Furthermore, it is known that general anesthesia can cause bladder atony [16]. A definitive relationship between the duration of anesthesia and urinary retention has not been established. Of the previous reports on operative or anesthesia duration, only one study demonstrated an increased risk for POUR after a prolonged anesthesia time but not operative time for laparoscopic inguinal hernia repairs [7]. Other studies on gynecologic and orthopedic procedures did not demonstrate such a relationship [13, 17, 18]. In our study, we were not able to demonstrate an effect, which could be contributed to having similar operative times between those who developed POUR and those who did not.

Finally, preoperative voiding and intraoperative Foley catheter placement have been implicated as possible risk factors of POUR. The preoperative void is thought to help avoid bladder over distension in combination with receiving general anesthetics [19]. In a study by Joelsson-Alm et al., orthopedic and general surgery patients had a bladder volume greater than 300 mL prior to anesthesia induction, already increasing their risk for POUR [19]. Intraoperative Foley catheter placement can cause detrusor muscle injury subjecting patients to urinary retention. However, we were not able to detect an effect secondary to either of these factors.

This study demonstrated a trend, although not significant, toward a higher risk for POUR in patients who had bilateral inguinal hernia repairs compared to unilateral repairs (OR 2.1, 95 % CI 0.95–4.8). A true relationship may require a larger sample size to detect a statistically significant difference. This study produced results close to significance when compared to others investigating similar questions [3, 6, 7]. A possible explanation for the increased incidence is bilateral mesh placement creates a more intense inflammatory reaction disrupting bladder tone that can cause urinary retention; however, this needs to be tested and validated in larger prospective studies.
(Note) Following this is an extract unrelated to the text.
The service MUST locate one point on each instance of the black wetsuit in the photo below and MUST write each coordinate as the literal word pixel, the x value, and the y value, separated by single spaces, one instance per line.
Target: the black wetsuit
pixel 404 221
There are limitations to this study. First, because patients can receive different types of opioids that have different side effect and strength profiles, a mean to analyze their effects in a standardized way is necessary. This could lead to better postoperative pain control decisions. This relationship needs to be validated in a larger study or in a randomized control study. Second, this study consists of a low number of cases from a single institution. As a result, trends that could be associated with developing POUR but were not able to reach statistical significance to draw any definitive conclusions in factors that are considered significant in other studies. It also limited the ability to examine more than two predictors in a multivariate model. Further studies with a larger number of cases are required to validate our results or detect significant associations.

Conclusion

This study is the first to quantify a patient’s postoperative narcotic use in relation to other risk factors for POUR. Minimizing postoperative narcotic medications may reduce the risk of developing POUR after laparoscopic inguinal hernia repairs. Surgeons should utilize adjuncts, such as non-steroidal anti-inflammatory drugs, acetaminophen, or regional anesthetic blocks to minimize postoperative narcotic requirements. This study also confirms that increased age is a risk factor for developing postoperative urinary retention after laparoscopic inguinal hernia repairs.